Reputation: 865
How to use Cache.getOrElse(java.lang.String key, java.util.concurrent.Callable block, int expiration) Could someone give me a example? My point is how to use “expiration",I know it means expire time.
By the way: I want save some object to cache,and set a expire time. when the expire time,I can reset the object to the cache.
Thanks.
Upvotes: 2
Views: 1474
Reputation: 1751
Let's assume that, you want to set User
object on cache, for that you set userId
as key
and user object
as value
. If need set expiration time, for sample i set it as 30secs.
cache.set(userId, userObject, 30);
At some point of time, if you want to get user object from cache, which you set earlier using userId as key, you might try the following way to get the user object from cache.
User user = cache.get(userId);
Above will return you the user object, if you access within 30secs, otherwise it will return NULL
. This will be perfect for case like validating the session.
In some case, you frequently need to retrieve value from cache, for that following is the best approach.
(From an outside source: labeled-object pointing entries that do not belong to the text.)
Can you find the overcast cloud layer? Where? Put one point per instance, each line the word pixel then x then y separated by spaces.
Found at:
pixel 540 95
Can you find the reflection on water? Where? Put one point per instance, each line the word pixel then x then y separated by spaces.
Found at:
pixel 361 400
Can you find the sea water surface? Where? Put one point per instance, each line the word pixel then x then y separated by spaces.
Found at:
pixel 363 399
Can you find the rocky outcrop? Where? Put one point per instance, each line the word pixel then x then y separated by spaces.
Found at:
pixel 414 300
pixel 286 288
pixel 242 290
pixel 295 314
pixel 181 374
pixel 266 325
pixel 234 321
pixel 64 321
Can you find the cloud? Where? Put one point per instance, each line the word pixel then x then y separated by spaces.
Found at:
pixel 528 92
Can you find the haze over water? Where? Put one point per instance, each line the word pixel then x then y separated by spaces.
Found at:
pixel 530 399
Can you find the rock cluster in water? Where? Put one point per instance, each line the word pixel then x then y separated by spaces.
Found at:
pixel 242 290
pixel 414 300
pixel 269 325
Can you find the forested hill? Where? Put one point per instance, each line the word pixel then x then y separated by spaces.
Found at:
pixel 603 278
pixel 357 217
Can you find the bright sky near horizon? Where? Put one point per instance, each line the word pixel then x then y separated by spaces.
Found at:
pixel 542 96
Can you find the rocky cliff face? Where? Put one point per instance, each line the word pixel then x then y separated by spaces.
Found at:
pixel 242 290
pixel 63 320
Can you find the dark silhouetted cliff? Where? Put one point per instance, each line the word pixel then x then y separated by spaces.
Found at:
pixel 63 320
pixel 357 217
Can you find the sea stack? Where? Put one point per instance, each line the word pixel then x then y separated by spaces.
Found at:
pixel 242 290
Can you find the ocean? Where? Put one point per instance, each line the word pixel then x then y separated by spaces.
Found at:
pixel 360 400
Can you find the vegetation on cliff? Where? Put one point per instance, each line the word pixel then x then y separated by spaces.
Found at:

User user = cache.getOrElse(userId, () -> User.get(userId), 30);
Upvotes: 1
Reputation: 1383
I use getOrElse in controllers when I have dynamic and static content to display. Cache the static and then render it together with the dynamic part:
try {
Html staticHtml = Cache.getOrElse("static-content", () -> staticView.render(), 60 * 60);
Html rendered = dynamicPage.render(arg1, arg2, staticHtml);
return ok(rendered);
} catch (Exception e) {
e.printStackTrace();
return internalServerError();
}
staticView.render()
returns some html from a view. This view should not call any other pages which are dynamic or you stash something you do not really want to stash.
60*60
means I want to store it for one hour (60 seconds times 60 minutes... ok you can write 3600
if you want)
I should add that getOrElse
gets the Object
from the cache with the specified key (in this example the key is static-content
) but if it cannot find it, then it calls the function which returns an object which is then stored for the specified amount of time in the cache with that key. Pretty neat.
Then you can call some other (dynamic) page and pass the html to it.
The dynamic stuff will stay dynamic :)
Upvotes: 0
Reputation: 486
Expiration is the number of seconds that the Object would be hold in the Cache. If you pass 0 as expiration the Cache doesn't expire and you would have to control it by hand.
What getOrElse does is check the Cache, if the Object is not there then call the callable block that you are passing and adds the result to the cache for the number of seconds that you are passing as expiration time.
I based my comment in the Play Framework Cache Javadoc.